We then have this CD + DVD combo "recorded in Pieterskerk in 1993". Perhaps the photo from my recording above was taken from this performance?









Finally according to a reviewer on Amazon the following was recorded in 1994 at King's College Chapel









So it seems we have several different recordings of King's and the Brandenburg Consort from the 1990s:

DVD of 1994 live performance at Pieterskerk (on YouTube)
CD with 1994 live audio taken from above DVD

DVD of 1993 live performance at Pieterskerk (not on YouTube)
CD of 1993 recording at Pieterskirk (separate from DVD audio, i.e. not live?)

CD of 1994 recording at King's College Chapel?

Can anyone shed any light on the above?


----------



## Pugg (Aug 8, 2014)

> Can anyone shed any light on the above?


I know people talked about the same story in this thread, hopes it helps.

Handel Messiah


----------



## Guest (Dec 6, 2017)

steph01 said:


> Could someone help me with 1990's recordings of the Messiah by the Choir of King's College, Cambridge and the Brandenburg Consort?
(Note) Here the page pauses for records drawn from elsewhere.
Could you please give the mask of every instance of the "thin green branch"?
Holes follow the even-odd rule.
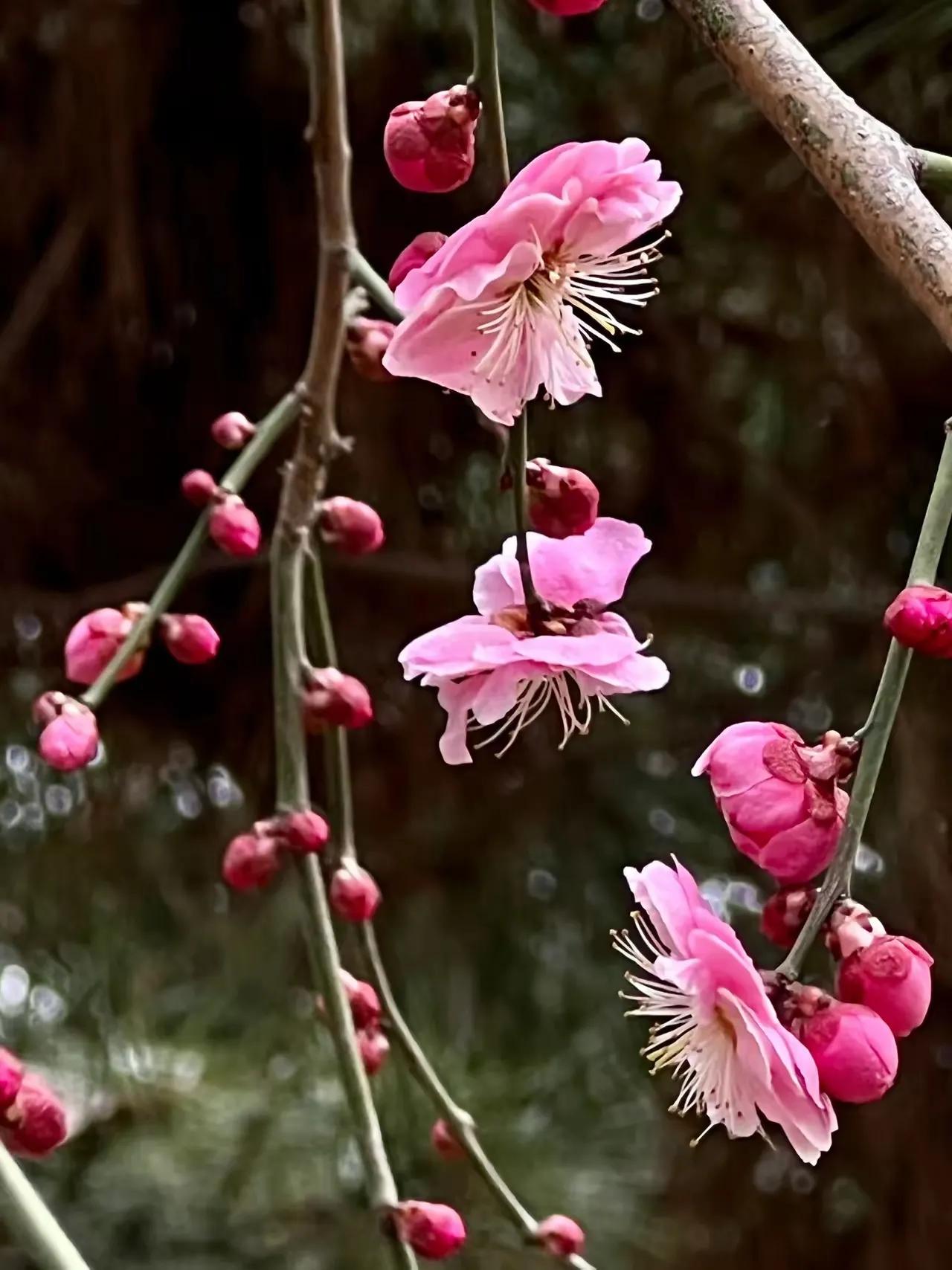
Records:
[[[934,582],[939,560],[942,559],[949,519],[952,519],[951,425],[952,420],[946,424],[946,442],[942,447],[942,457],[939,458],[935,481],[929,495],[929,505],[925,509],[919,542],[909,570],[908,585]],[[869,718],[860,729],[863,748],[859,753],[859,765],[853,781],[849,810],[847,812],[847,820],[836,847],[836,856],[824,878],[820,894],[803,925],[803,930],[797,937],[797,942],[777,966],[777,974],[779,975],[796,979],[803,964],[803,958],[819,933],[820,927],[829,917],[831,908],[840,895],[849,893],[853,861],[855,860],[857,848],[859,847],[863,828],[866,827],[869,804],[876,791],[876,781],[880,776],[892,724],[895,723],[899,702],[902,697],[902,687],[906,682],[906,672],[909,671],[911,655],[910,650],[902,648],[896,640],[892,640],[890,644]]]
[[[0,1142],[0,1215],[41,1270],[89,1270],[66,1232]]]
[[[278,401],[275,409],[261,420],[249,443],[225,472],[221,479],[222,489],[236,494],[247,484],[262,458],[271,452],[276,441],[297,418],[300,409],[301,399],[296,391],[289,392]],[[198,517],[192,532],[182,544],[178,555],[153,592],[145,612],[135,621],[132,630],[116,650],[108,665],[104,667],[95,683],[83,693],[81,700],[90,710],[95,710],[103,704],[122,668],[133,657],[136,650],[145,644],[155,622],[168,611],[173,599],[179,593],[205,546],[208,533],[208,511],[205,511]]]

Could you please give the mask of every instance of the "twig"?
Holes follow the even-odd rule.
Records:
[[[42,1270],[89,1270],[1,1142],[0,1214],[10,1233]]]
[[[919,189],[920,152],[817,65],[764,0],[671,0],[952,347],[952,229]]]
[[[935,572],[942,559],[942,549],[946,544],[949,519],[952,519],[952,420],[946,424],[946,443],[942,447],[942,457],[939,458],[935,481],[932,486],[929,505],[925,509],[919,542],[909,570],[908,585],[911,587],[914,583],[932,583],[935,580]],[[826,921],[830,909],[844,892],[849,892],[853,861],[866,826],[869,804],[876,791],[876,781],[882,767],[896,711],[899,710],[911,655],[910,650],[902,648],[896,640],[892,640],[890,644],[869,718],[860,729],[863,748],[859,754],[859,765],[850,792],[849,810],[847,812],[847,820],[836,847],[836,856],[824,878],[820,894],[810,911],[803,930],[797,936],[797,942],[777,968],[779,975],[791,979],[797,977],[803,958],[820,927]]]

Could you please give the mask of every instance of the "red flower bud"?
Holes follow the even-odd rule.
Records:
[[[374,719],[370,693],[360,679],[332,665],[309,674],[301,707],[304,726],[311,734],[327,728],[364,728]]]
[[[369,922],[380,898],[380,888],[360,865],[342,864],[330,879],[330,907],[347,922]]]
[[[413,1251],[431,1261],[459,1252],[466,1242],[466,1228],[455,1208],[408,1199],[394,1212],[397,1229]]]
[[[375,384],[389,384],[394,376],[384,366],[384,353],[397,330],[383,318],[355,318],[347,328],[346,349],[357,375]]]
[[[33,1072],[0,1120],[0,1140],[14,1156],[48,1156],[66,1140],[66,1113],[46,1081]]]
[[[376,1027],[361,1027],[357,1031],[357,1049],[364,1071],[367,1076],[376,1076],[390,1053],[390,1041]]]
[[[952,594],[920,583],[900,591],[882,620],[900,644],[927,657],[952,657]]]
[[[212,438],[222,450],[240,450],[254,433],[254,424],[238,410],[229,410],[228,414],[219,415],[211,425]]]
[[[782,949],[792,949],[816,902],[816,886],[782,886],[760,913],[760,930]]]
[[[225,848],[221,876],[233,890],[267,886],[281,867],[278,842],[267,833],[239,833]]]
[[[408,273],[413,273],[421,264],[426,264],[431,255],[436,255],[445,241],[446,235],[439,230],[427,230],[425,234],[417,234],[413,241],[407,244],[390,265],[390,276],[386,279],[390,291],[395,291]]]
[[[320,505],[320,536],[348,555],[367,555],[384,545],[384,522],[372,507],[353,498],[329,498]]]
[[[0,1111],[5,1111],[20,1092],[23,1063],[9,1049],[0,1048]]]
[[[896,1080],[896,1038],[877,1013],[793,984],[789,1029],[813,1057],[820,1087],[840,1102],[874,1102]]]
[[[207,507],[219,494],[219,485],[211,472],[194,467],[182,478],[182,493],[194,507]]]
[[[585,1247],[585,1231],[578,1222],[562,1213],[553,1213],[539,1222],[535,1237],[553,1257],[578,1256]]]
[[[404,102],[390,112],[384,157],[395,179],[422,194],[446,194],[473,171],[479,98],[465,86]]]
[[[229,555],[254,555],[261,546],[258,517],[238,494],[229,494],[212,508],[208,533]]]
[[[445,1120],[437,1120],[430,1130],[430,1143],[437,1156],[444,1160],[465,1160],[466,1152]]]
[[[874,1010],[896,1036],[908,1036],[925,1019],[932,1001],[932,958],[915,940],[876,935],[840,963],[836,992]]]
[[[57,714],[51,718],[52,710]],[[74,772],[93,762],[99,749],[99,729],[89,706],[62,692],[44,692],[34,702],[33,714],[46,721],[38,744],[44,763],[60,772]]]
[[[548,458],[526,464],[529,519],[549,538],[585,533],[599,516],[599,490],[585,472],[555,467]]]
[[[165,613],[159,620],[159,630],[165,648],[184,665],[211,662],[221,643],[212,624],[198,613]]]
[[[118,608],[95,608],[80,617],[66,636],[66,678],[74,683],[95,683],[125,643],[132,625],[132,620]],[[144,658],[145,649],[133,653],[116,676],[116,682],[121,683],[139,674]]]

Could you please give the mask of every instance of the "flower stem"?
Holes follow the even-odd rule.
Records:
[[[942,447],[942,457],[939,458],[935,481],[929,495],[929,504],[925,508],[919,542],[909,570],[908,585],[933,583],[935,580],[935,572],[938,570],[942,549],[946,545],[948,535],[949,519],[952,519],[952,420],[946,423],[946,442]],[[869,710],[869,718],[860,729],[863,748],[859,753],[859,765],[857,766],[857,775],[853,781],[849,810],[847,812],[847,820],[843,826],[836,855],[826,871],[820,894],[810,911],[803,930],[797,936],[797,942],[777,966],[779,975],[794,979],[799,974],[803,958],[820,927],[829,917],[840,895],[849,893],[853,861],[863,828],[866,827],[866,818],[876,791],[876,781],[880,776],[892,724],[896,719],[911,657],[913,654],[908,648],[902,648],[895,639],[891,641],[888,653],[886,654],[886,664],[882,668],[880,686],[876,690],[876,697]]]
[[[254,469],[272,450],[275,442],[297,418],[300,409],[301,399],[296,390],[289,392],[278,401],[275,409],[261,420],[257,432],[249,443],[225,472],[221,479],[222,489],[231,494],[236,494],[245,485]],[[103,668],[95,683],[93,683],[83,693],[80,700],[84,701],[90,710],[95,710],[103,704],[111,688],[116,683],[118,674],[122,672],[122,668],[130,658],[133,657],[136,650],[140,649],[146,641],[153,626],[159,617],[168,611],[173,599],[184,584],[186,578],[205,546],[205,538],[208,532],[208,511],[205,511],[198,517],[192,532],[182,544],[178,555],[172,561],[161,582],[153,592],[145,612],[135,621],[132,630],[112,655],[109,663]]]
[[[473,0],[473,74],[469,76],[469,86],[479,95],[483,108],[483,136],[488,140],[502,192],[510,183],[510,160],[500,88],[496,0]]]
[[[66,1232],[3,1143],[0,1143],[0,1215],[20,1247],[41,1270],[89,1270]]]

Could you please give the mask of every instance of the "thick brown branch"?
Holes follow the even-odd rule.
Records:
[[[952,347],[952,229],[916,152],[830,79],[763,0],[671,0]]]

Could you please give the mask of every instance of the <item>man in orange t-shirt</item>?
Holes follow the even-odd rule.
I'd like to know how mnay different versions exist.
> 
> There is a DVD of a live performance in Pieterskerk, Leiden. On the back of the DVD it says recorded live in 1994. I presume this is the version on YouTube:
> 
> ...


I have the Argo recording wich is in my opinion the most favorable,the EMI is good but the recording is not ideal.
In fact you have to hear the Argo recording a few times to appreciate it as it deserves.
It is a very clear and crisp recording ,it certainly is not grand and theatrical,I like it .

http://messiah-guide.com/cleobury.html


----------



## steph01 (Dec 21, 2016)

Traverso said:


> I have the Argo recording wich is in my opinion the most favorable,the EMI is good but the recording is not ideal.
> In fact you have to hear the Argo recording a few times to appreciate it as it deserves.
> It is a very clear and crisp recording ,it certainly is not grand and theatrical,I like it .
> 
> http://messiah-guide.com/cleobury.html


Does it say where and when it was recorded? I can't find anything but the front cover online. I am guessing it is not a live version in front of an audience?


----------



## Guest (Dec 6, 2017)

steph01 said:


> Does it say where and when it was recorded? I can't find anything but the front cover online. I am guessing it is not a live version in front of an audience?


It is a studio recording made in 1992 & 1993 at Kings College Cambridge

The live recording might have more atmosphere,the Argo is somewhat cool.
There is an older recording with Willcocks ,it is rather slow but it has glorious singing


----------



## Guest (Dec 6, 2017)

At the bottom you find a short review of the Argo recording.

http://messiah-guide.com/cleobury.html


----------



## steph01 (Dec 21, 2016)

Traverso said:


> It is a studio recording made in 1992 & 1993 at Kings College Cambridge


Thanks, that clears that up at least. I will put the Argo on my to-get list.

Now I am more intrigued by the 1993 recording above with the blue cover.

I suppose the picture on the back of my 1994 live CD wasn't taken during the King's sessions as they wouldn't have lighted candles if no audience present (nor be wearing surplices I'd have thought). I presume it must be from 1993 at Pieterskerk then, which leads me to suspect the 1993 recording is in fact live in front of an audience, despite not mentioning this on the CD.

This was all sparked by some annoying page rustling on the right channel during _And he shall purify_


----------